French Impressionism was also front and center in an impasto oil on canvas by Yolande Ardissone (b 1927) depicting a garden. With overall size of 40¾ by 51½ inches, the painting earned its low estimate of $6,400.
Additional paintings in the sale that were notable included a gouache by Marie Laurencin (French, 1883-1956), an ethereal portrait of a woman in pearls at $5,760, nearly triple its high estimate; an oil on canvas by Junius Ralston Sloan (American, 1827-1900), a luminous Hudson River painting titled “The Hudson and Kickout Mt From Hyde Park, 1871,” also exceeding its estimate $1/2,000 estimate, going out at $5,120; and an oil on Masonite by Ray Strong (American, 1905-2006) of a fertile California landscape realizing $4,800.
As well as the art there was early furniture from the English craftsman Thomas Sedden, Chinese porcelain from Qing and Republic periods, an early Greek krater and two ivory elephant tusks with export paperwork from Malawi government in East Africa. Such paperwork is important to have these days as trade in ivory, especially elephant ivory, is severely restricted. These tusks were recovered from poachers. Measuring 37 by 5 by 4 inches, they sold for nearly triple their high estimate for $14,720.
Asian material was led by a rare Wang Yeting porcelain plaque going out at $12,800. The famille rose, underglazed porcelain painting bore an inscription at the top left corner reading, “Sailing Along on a Distant River,” followed by the artist’s signature, “Painted by Wang Ping Yeting of Mt Zhushan.” Under the signature was the artist’s name seal “Elder Ping” in carving script. With an open foreground, the landscape progresses towards the mountainous background; a forest of trees on the left side of the riverbank in the foreground corresponds to the trees and village at the foot of distant mountains.
The ancient Greek column krater deaccessioned from the Fine Arts Museum of San Francisco was a black figure terracotta wine vessel.
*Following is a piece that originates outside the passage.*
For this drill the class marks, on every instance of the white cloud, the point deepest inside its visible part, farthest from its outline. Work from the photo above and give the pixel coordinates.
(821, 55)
It had a museum inventory number on the base and dimensions were 14½ by 15 by 11½ inches. It sold for $6,080.
Also from ancient Greece were an amphora selling for $5,760 and an aryballos in the form of a leg, which was used as a flask to contain perfume. It surpassed its $200/400 estimate to realize $4,480.
Rounding out the sale’s notable results were a final price of $5,120, more than double the high estimate, for a pair of Minton pâte-sur-pâte vases and the $4,160 paid for a History of the Decline and Fall of the Roman Empire by Gibbon.